You provide a delivery URL and the event names you want. Every event payload carries a `baton_id`, so a single endpoint can serve all your batons and filter by id.

## v1 events

Baton v1 fires four event types:

| Event | Fires when |
|---|---|
| `baton.written` | A write — an append or an overwrite — succeeds. |
| `token.used` | A token is used for a read or a write. |
| `token.exhausted` | A token hits its read or write cap. |
| `pass.all_tokens_consumed` | Every recipient of a PASS baton has picked it up. |

More event types — creation, deletion, dormancy, payment, and bundle-limit events — are planned for a later version.

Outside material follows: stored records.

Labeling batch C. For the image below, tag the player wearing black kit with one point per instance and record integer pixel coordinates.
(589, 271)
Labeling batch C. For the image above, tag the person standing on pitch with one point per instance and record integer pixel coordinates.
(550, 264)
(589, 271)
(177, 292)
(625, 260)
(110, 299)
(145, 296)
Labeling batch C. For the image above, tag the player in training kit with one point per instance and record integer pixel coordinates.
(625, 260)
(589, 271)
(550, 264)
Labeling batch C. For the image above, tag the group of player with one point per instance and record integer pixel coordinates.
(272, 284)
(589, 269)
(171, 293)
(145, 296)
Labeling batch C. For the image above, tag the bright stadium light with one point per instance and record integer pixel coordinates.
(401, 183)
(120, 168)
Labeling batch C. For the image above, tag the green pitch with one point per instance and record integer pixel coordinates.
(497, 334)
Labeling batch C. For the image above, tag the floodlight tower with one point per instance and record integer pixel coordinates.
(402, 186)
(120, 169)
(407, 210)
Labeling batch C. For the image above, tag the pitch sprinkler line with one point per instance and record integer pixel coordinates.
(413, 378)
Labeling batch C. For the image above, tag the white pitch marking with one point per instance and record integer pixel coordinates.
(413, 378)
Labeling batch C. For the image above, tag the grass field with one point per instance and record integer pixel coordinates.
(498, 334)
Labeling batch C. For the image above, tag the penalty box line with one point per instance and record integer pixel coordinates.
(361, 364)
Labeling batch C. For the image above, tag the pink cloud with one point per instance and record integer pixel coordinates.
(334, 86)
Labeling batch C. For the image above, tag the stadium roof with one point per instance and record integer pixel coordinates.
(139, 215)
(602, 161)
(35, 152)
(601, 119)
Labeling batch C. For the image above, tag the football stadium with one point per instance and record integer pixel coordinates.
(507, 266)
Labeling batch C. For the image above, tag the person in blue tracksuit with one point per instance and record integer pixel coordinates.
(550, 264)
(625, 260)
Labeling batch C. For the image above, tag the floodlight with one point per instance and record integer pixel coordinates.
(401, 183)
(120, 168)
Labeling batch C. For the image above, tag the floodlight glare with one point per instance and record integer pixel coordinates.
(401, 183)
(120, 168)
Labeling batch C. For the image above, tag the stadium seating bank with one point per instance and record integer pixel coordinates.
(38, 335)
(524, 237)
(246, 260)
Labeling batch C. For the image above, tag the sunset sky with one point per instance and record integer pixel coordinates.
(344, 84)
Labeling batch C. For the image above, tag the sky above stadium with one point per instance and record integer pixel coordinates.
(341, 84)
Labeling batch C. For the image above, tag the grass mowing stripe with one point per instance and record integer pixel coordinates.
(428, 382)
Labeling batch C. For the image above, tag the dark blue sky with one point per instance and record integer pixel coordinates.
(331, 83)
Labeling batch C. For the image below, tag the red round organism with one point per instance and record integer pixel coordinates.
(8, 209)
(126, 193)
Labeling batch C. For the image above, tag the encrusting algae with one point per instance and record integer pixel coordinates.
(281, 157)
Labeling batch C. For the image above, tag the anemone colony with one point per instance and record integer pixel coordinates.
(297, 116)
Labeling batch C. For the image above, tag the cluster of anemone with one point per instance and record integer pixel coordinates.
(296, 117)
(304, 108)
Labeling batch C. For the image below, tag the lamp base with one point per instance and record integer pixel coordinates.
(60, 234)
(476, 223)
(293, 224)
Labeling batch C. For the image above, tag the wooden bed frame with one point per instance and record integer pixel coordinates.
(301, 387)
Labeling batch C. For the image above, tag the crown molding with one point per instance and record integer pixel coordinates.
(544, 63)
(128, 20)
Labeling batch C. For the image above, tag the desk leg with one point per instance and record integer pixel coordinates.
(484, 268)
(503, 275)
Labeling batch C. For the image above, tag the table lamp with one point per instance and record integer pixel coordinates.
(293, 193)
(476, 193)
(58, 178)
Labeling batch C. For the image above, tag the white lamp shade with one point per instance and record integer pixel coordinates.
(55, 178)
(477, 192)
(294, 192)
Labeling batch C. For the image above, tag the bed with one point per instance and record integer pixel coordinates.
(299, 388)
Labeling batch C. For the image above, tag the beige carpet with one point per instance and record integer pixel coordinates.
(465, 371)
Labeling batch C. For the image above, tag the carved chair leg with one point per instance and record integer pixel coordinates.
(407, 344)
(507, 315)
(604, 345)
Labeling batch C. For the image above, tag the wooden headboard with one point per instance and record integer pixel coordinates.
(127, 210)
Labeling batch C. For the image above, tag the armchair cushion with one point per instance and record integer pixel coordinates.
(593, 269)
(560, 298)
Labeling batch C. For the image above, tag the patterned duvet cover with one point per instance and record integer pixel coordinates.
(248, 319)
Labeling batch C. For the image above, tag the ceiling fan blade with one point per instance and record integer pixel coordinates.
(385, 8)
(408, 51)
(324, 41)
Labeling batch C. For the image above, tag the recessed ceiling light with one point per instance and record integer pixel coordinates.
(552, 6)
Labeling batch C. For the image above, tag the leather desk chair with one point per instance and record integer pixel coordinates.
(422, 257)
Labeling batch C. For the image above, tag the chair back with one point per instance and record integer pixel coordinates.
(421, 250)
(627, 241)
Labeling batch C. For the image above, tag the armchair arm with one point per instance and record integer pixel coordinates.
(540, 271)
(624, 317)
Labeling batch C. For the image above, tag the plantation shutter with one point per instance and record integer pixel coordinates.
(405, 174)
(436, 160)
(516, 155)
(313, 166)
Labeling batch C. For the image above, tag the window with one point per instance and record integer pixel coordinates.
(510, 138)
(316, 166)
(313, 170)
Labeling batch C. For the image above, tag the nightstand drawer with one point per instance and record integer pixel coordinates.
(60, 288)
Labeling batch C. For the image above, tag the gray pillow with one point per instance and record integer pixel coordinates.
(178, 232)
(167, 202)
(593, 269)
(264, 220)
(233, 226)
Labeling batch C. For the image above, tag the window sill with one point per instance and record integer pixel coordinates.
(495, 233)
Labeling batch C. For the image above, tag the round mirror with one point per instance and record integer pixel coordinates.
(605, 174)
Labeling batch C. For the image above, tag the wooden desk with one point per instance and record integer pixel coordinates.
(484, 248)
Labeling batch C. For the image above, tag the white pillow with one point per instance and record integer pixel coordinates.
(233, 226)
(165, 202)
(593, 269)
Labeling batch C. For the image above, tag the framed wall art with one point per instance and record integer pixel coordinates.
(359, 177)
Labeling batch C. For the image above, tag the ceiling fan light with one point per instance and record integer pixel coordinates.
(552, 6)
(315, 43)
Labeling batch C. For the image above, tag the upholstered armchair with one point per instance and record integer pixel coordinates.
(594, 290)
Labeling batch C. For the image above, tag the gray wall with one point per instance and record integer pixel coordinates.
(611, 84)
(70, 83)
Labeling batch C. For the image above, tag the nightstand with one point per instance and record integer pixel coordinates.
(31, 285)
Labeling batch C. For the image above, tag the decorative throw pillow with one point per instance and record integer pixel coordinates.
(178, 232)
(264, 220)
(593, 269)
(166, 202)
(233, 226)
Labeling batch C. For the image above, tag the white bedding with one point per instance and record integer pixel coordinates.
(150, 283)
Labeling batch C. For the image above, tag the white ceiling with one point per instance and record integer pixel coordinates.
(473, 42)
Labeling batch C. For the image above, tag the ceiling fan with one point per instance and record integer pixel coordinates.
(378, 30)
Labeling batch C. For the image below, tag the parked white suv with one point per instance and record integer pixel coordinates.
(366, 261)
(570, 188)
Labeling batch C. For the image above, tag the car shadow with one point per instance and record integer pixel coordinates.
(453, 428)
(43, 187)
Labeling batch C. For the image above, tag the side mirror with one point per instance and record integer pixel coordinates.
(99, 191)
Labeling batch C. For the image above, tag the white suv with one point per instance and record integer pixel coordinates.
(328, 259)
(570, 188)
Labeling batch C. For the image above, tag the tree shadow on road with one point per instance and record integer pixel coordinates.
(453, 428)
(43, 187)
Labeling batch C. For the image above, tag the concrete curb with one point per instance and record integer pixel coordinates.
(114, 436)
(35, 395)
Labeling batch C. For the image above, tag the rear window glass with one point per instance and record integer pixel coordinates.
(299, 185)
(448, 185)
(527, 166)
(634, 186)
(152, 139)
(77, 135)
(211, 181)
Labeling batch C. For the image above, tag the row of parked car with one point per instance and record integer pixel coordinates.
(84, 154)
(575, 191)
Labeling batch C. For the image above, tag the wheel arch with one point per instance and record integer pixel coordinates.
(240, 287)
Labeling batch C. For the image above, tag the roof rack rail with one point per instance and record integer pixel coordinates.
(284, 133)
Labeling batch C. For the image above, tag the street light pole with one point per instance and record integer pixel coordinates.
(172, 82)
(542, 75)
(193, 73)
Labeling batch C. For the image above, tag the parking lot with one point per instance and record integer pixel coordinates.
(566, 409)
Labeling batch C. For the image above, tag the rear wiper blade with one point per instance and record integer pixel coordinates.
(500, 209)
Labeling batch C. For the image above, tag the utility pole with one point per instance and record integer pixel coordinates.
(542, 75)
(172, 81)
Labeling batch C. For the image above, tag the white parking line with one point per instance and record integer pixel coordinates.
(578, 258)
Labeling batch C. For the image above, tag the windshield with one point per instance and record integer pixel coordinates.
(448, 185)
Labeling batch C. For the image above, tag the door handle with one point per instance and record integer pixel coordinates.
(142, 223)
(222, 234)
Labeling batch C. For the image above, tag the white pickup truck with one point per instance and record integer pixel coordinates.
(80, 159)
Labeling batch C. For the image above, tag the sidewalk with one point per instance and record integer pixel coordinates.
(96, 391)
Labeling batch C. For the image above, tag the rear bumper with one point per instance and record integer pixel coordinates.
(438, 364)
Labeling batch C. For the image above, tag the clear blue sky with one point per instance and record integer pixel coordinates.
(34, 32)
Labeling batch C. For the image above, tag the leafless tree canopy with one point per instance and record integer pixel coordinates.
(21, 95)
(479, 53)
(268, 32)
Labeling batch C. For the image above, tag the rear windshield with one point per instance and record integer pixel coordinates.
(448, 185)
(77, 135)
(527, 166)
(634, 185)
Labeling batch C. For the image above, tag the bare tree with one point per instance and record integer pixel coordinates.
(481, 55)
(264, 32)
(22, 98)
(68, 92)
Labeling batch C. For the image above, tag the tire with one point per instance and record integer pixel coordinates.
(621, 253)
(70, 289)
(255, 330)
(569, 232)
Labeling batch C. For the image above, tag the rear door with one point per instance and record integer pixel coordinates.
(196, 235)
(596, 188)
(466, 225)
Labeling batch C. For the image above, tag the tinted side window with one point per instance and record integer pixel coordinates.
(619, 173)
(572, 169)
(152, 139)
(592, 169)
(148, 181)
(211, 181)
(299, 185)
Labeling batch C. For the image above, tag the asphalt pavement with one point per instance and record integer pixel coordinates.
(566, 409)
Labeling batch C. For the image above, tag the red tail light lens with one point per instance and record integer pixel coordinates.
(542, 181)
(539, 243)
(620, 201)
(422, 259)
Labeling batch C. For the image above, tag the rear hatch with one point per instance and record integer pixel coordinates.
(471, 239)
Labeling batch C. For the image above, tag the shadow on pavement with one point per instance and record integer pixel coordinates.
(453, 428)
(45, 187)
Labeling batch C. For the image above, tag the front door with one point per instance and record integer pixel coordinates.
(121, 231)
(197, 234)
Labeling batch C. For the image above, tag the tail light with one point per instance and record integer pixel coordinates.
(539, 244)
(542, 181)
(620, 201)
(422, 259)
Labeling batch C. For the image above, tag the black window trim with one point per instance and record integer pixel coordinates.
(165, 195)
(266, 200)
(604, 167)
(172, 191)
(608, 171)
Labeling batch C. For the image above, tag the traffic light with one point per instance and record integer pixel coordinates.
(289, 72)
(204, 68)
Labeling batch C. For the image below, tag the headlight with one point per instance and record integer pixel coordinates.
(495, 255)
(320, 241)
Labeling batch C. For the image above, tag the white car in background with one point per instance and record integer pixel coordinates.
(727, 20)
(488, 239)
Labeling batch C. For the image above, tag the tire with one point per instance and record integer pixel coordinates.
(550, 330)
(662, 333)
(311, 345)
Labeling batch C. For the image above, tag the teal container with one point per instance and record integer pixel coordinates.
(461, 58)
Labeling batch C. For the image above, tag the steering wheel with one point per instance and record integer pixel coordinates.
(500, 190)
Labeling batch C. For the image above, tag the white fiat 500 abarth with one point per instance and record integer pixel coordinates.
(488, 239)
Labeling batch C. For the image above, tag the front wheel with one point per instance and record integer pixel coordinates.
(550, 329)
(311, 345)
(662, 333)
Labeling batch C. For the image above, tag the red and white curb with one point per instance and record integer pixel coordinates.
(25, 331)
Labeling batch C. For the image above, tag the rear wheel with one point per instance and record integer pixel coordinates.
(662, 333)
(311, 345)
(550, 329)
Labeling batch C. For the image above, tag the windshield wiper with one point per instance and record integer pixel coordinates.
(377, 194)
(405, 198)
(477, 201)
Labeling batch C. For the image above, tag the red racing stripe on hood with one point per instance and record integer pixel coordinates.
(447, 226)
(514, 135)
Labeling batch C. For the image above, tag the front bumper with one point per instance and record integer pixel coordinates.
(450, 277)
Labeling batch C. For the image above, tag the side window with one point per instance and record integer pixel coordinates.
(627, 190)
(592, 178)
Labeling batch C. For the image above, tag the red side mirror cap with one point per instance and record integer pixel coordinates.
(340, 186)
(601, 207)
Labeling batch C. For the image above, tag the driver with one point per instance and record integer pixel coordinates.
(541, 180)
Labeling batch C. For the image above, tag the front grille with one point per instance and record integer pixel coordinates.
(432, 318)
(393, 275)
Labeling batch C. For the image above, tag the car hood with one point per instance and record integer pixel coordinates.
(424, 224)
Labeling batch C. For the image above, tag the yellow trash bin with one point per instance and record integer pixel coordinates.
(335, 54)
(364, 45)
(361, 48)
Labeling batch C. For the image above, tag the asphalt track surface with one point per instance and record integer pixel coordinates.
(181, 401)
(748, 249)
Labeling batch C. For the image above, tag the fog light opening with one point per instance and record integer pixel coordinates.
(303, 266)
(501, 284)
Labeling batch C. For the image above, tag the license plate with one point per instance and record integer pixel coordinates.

Most limit conditions you would want a webhook for (low egress, low time, low writes) are already surfaced as inline warnings on the API responses themselves, so you often do not need a webhook to see them coming.

## Delivery

Deliveries are signed: each carries an `X-Relay-Signature` header, an HMAC you verify with your signing secret to confirm the call really came from Relaystation. Failed deliveries are retried with exponential backoff. A delivery endpoint that keeps failing is eventually disabled — check the Webhooks page in your dashboard for delivery history.

Webhook deliveries fire from a background worker, never inline in your API call — registering a webhook never slows your requests down.